ÉCONOMIE DE LA PRESSE ET DE LA COMMUNICATION EN ALGÉRIE : DE L’ « AVENTURE INTELLECTUELLE » À LA « MÉSAVENTURE ÉCONOMIQUE »

 

Belkacem Ahcene-Djaballah[1]

 

« Aujourd’hui, le journaliste est confronté à une hiérarchie qui ne le tolère qu’en se servant de lui. Elle détient l’argent, les sources du mensonge et de la vérité avec l’arme suprême : les satellites espions ....» (Mimi Massiva, (c)  Le Quotidien d’Oran, dimanche 14 décembre 2018)

 

 

 

On l’avait annoncé dans nos divers écrits, déjà à partir de la fin des années 90. Aujourd’hui, on le voit, on le sait.

Dans la plupart , sinon dans tous les pays du monde libéral, du moins dans les nouvelles économies libérées – souvent brutalement et sans préparation approfondie -  des contraintes de la propriété collective ou étatique , les paysages médiatiques, carrefours et rond -points des enjeux politiques, idéologiques et financiers , ont été les premiers à en « faire les frais »

Pour les pays les plus « ouverts » aux réformes, le capital étranger s’est engouffré dans la brèche et s’est rapidement approprié les moyens les plus intéressants, ou en a créé de plus puissants et de plus attractifs ou, alors, il a joué le rôle de partenaire au « savoir-faire » indéniable et incontournable, du moins au départ.
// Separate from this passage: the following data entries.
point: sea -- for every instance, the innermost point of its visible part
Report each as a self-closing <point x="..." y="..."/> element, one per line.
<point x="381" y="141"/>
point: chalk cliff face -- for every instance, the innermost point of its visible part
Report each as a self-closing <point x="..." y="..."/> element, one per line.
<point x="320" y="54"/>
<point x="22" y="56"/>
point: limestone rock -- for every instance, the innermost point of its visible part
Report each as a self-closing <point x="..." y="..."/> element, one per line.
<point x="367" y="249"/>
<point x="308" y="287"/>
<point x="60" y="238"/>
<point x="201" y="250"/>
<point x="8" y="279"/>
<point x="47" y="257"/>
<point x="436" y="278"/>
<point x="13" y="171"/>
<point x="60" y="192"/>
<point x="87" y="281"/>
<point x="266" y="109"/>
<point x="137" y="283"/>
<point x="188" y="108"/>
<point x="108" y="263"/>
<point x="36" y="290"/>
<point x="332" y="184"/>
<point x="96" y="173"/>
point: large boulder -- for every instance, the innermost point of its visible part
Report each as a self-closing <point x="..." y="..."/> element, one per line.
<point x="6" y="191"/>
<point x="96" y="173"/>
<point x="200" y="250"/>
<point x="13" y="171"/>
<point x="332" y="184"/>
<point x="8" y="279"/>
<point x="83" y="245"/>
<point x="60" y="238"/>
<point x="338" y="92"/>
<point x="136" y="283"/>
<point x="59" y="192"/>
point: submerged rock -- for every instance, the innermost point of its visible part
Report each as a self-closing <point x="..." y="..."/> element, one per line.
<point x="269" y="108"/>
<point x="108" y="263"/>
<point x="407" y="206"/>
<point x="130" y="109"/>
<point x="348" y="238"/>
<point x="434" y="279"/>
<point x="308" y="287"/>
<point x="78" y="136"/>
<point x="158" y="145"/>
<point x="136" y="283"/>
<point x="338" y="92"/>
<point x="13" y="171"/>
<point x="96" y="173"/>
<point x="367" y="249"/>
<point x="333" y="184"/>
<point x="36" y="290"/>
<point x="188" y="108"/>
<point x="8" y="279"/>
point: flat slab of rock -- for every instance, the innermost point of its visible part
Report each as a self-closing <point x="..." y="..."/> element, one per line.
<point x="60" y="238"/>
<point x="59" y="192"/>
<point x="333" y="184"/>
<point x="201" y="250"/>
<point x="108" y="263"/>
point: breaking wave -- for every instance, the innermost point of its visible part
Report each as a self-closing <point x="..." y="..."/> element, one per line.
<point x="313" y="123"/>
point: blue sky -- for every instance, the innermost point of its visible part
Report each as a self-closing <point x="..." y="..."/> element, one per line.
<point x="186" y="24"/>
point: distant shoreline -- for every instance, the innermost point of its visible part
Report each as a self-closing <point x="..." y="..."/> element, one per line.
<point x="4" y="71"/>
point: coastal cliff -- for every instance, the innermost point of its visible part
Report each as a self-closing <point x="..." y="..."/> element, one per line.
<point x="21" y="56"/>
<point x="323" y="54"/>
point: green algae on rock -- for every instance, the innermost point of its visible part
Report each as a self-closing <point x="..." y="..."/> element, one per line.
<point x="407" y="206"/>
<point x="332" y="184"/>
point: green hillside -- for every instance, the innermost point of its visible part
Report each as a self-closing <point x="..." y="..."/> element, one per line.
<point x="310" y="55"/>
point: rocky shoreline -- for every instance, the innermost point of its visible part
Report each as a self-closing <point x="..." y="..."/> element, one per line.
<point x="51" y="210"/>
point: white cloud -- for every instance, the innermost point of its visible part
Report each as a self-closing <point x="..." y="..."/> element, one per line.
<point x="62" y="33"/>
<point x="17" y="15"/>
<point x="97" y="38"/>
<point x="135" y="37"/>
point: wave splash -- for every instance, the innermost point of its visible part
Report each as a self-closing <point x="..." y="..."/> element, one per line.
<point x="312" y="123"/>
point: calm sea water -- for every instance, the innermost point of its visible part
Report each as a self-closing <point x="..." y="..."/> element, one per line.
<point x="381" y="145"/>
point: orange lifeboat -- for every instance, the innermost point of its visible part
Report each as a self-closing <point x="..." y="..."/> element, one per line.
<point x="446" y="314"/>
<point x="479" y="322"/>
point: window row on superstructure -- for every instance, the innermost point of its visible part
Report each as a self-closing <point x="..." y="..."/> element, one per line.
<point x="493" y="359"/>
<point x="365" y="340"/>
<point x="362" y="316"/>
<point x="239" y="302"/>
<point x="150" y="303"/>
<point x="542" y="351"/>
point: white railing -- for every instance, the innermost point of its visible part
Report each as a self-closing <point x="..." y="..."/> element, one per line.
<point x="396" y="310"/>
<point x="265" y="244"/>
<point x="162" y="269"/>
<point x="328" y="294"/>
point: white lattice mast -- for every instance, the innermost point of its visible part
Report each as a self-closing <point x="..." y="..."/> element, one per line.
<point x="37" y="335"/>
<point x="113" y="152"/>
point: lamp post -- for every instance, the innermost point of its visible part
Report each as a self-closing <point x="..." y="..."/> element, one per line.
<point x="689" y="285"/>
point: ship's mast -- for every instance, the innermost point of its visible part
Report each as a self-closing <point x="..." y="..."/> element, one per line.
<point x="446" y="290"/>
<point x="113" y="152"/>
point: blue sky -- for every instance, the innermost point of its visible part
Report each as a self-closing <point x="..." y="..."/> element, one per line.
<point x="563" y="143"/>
Ceci a été très visible dans les pays de l’ex-bloc soviétique (Europe de l’Est, dont la Russie), mais aussi dans certains pays arabes et africains où, désormais, journaux, radios et télés privés et agences de publicité à capitaux privés –tout ou partie – foisonnent et/ou dominent le marché de la communication. Tout cela dans une atmosphère de concurrence en apparence sauvage, mais qui a l’avantage d’être, sinon loyale, du moins « claire ».Avec , bien sûr, en certains endroits, un pouvoir politique – surtout lorsqu’il est assuré par des « héritiers », vieux ou encore jeunes , des anciens régimes autoritaristes – qui tente de conserver ou défendre son pré-carré (en l’occurrence surtout  l’audiovisuel avec une préférence pour la télévision) , mais sans grande conviction (sinon celle financière), sachant bien qu’il est désormais très « surveillé » par les « lanceurs d’alerte » et les nouveaux monopoleurs de la mondialisation- globalisation.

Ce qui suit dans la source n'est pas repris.